What are Your Ideas for Indiana’s Infrastructure, Eric Holcomb?

 

INDIANAPOLIS – Eric Holcomb has said he is “quite proud” of Mike Pence’s record as governor, and that they are on the same page when it comes to the issues facing Indiana. However, those plans come from Governor Pence.

What are Eric Holcomb’s own ideas for Indiana’s infrastructure? Holcomb’s running mate, Suzanne Crouch, in last week’s Lieutenant Governor Debate at the Indiana State Fair spoke in generalities and provided only scant details of any possible plans to improve the state’s crumbling infrastructure system. But that’s all we know.

“RFRA wasn’t the only reason why Hoosiers were fed up with Mike Pence. They are tired of seeing their state’s infrastructure literally crumble before their very eyes,” said John Zody, Chairman. “Mike Pence, Eric Holcomb, and Statehouse Republicans have only been worried about short-term, election year solutions to put a bandage on the problem. Hoosiers want long-term solutions. John Gregg shares this vision and will make it a priority as Indiana’s next governor.”

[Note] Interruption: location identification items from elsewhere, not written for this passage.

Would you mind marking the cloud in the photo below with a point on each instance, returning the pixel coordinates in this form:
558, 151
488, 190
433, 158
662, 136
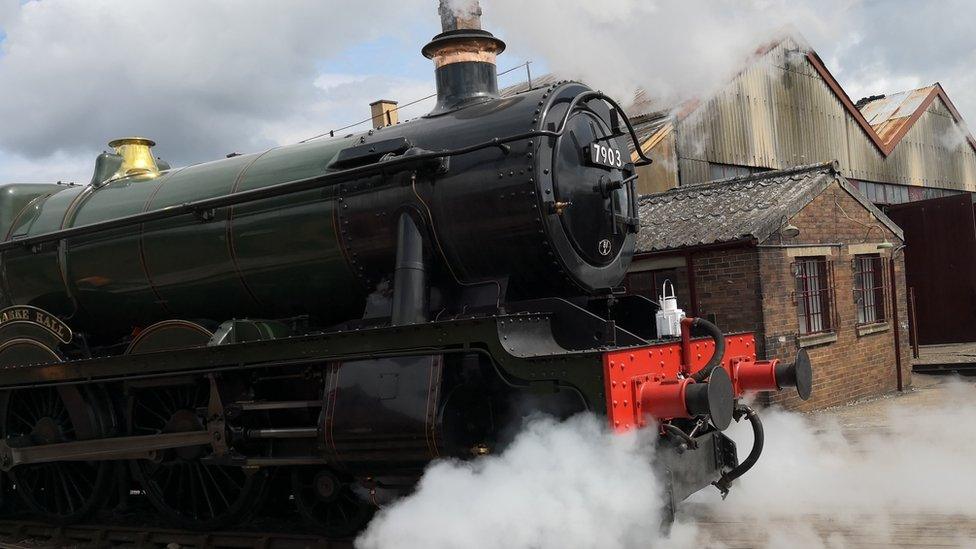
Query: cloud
208, 78
674, 50
202, 78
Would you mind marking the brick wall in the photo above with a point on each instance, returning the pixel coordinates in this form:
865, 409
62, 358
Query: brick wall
854, 366
751, 289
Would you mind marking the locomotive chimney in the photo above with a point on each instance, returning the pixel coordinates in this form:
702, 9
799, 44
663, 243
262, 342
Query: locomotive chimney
137, 158
464, 57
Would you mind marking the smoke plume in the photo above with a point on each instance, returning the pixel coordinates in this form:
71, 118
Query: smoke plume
841, 479
673, 50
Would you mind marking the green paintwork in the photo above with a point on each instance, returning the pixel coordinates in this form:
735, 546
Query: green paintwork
15, 197
274, 258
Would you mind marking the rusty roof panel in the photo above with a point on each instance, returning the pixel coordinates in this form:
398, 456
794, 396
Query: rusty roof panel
889, 115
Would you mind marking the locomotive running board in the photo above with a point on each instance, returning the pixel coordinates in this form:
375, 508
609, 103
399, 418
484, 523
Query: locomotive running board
120, 448
521, 344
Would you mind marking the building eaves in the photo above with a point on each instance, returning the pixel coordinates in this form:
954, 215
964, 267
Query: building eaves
743, 209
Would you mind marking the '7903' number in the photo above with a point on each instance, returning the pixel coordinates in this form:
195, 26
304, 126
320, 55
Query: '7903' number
602, 155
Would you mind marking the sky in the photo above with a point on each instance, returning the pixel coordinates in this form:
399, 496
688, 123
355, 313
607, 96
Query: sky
204, 78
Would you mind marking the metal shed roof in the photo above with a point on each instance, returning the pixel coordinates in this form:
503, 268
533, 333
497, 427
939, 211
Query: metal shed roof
739, 209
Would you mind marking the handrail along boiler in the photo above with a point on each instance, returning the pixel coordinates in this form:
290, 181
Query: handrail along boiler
326, 318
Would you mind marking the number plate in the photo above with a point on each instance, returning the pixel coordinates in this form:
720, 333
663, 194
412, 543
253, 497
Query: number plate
602, 155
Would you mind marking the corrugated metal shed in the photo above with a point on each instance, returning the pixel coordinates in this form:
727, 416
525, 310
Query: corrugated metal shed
648, 128
786, 110
737, 209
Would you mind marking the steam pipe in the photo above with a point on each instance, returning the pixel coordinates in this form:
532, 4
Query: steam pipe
717, 356
409, 275
759, 440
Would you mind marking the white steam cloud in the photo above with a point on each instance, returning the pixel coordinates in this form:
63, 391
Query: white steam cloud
673, 50
568, 484
820, 483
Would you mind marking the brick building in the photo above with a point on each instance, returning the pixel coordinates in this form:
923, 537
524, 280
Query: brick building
797, 256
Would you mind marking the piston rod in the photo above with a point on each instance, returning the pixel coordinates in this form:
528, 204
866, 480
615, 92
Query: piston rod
116, 448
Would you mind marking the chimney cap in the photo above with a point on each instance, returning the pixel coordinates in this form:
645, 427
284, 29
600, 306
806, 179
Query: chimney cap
460, 36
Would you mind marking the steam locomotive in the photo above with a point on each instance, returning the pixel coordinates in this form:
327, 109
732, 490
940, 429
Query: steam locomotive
322, 320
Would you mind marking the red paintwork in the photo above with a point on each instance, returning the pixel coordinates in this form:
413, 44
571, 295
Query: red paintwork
651, 380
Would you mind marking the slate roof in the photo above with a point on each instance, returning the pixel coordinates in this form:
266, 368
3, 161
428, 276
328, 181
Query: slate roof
738, 209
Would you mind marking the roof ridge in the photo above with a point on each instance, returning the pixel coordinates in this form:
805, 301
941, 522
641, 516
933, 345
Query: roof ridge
831, 166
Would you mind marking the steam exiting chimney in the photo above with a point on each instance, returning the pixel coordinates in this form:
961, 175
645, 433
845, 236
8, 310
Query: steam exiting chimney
464, 58
464, 17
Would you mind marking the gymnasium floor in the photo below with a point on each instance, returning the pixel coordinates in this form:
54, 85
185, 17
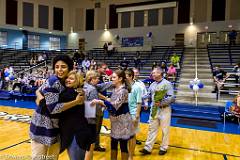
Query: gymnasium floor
185, 143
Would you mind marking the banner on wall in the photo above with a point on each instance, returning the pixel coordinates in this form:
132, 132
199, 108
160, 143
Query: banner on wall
132, 41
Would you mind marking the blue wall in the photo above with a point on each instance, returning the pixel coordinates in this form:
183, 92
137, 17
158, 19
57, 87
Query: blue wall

It took a near I-65 bridge collapse, $71 million in faulty asphalt, and more than 1,900 structurally deficient bridges – not to mention another public relations crisis – for Mike Pence to act. But his late-to-the-game, short-term plan did its damage as Indiana’s “Crossroads of America” reputation was put in jeopardy. Eric Holcomb has not just embraced Mike Pence’s failed record, but he has no ideas and has given the thumbs up to the state’s crumbling infrastructure.

John Gregg understands what it will take to restore Indiana’s “Crossroads of America” reputation. This year, Gregg announced his infrastructure proposal, which aims at reinvesting in Indiana’s roads, highways, and bridges, returning control and resources back to local communities, and addressing the state’s long-term water needs. Gregg’s infrastructure plan will help solve today’s problems while also leading Indiana into the future.

What is Holcomb’s vision for Indiana’s infrastructure? With 82 days until Election Day, Hoosiers still have yet to find out.